Guideline for how to get started when using data in CSV files¶

Maybe some general remarks on working with CSV data in OpenSense?

PWS data¶

This notebook gives an example how to get started using single PWS csv-files. The following exmaples uses a subset data from the AMS dateset published by de Vos et al. (2019). PWS data which are dowloaded using the API come as individual csv files and should also include a meta file with PWS IDs and coordinates.

[14]:

import datetime
import glob
import warnings

import numpy as np
import pandas as pd
import xarray as xr

warnings.simplefilter(action="ignore", category=FutureWarning)

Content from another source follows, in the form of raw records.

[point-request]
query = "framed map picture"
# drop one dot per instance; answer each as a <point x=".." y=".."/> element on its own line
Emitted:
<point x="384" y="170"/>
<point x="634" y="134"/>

Functions for checking data¶

It is quite frequent, that Netamo PWS have identical coordinates. This indicates that the users have not used the web interface from Netatmo correctly to place their PWS which leads to a false location information. This function is used later on to remove PWS with identical coordinates.

[15]:

# Small function to remove PWS with duplicate coordinates from an xarray.Dataset
def get_duplicate_coordinates(ds, id_var_name="id", keep=False, lat="lat", lon="lon"):  # noqa: D103
    # lat and lon can be set if a dataset does not follow our OS cenvention
    df_data = ds[id_var_name].to_dataframe()  # assumes that there is an 'id' dimension
    # return a boolean series which can easily be used for indexing in the initial `ds`
    return df_data.duplicated(subset=[lon, lat], keep=keep)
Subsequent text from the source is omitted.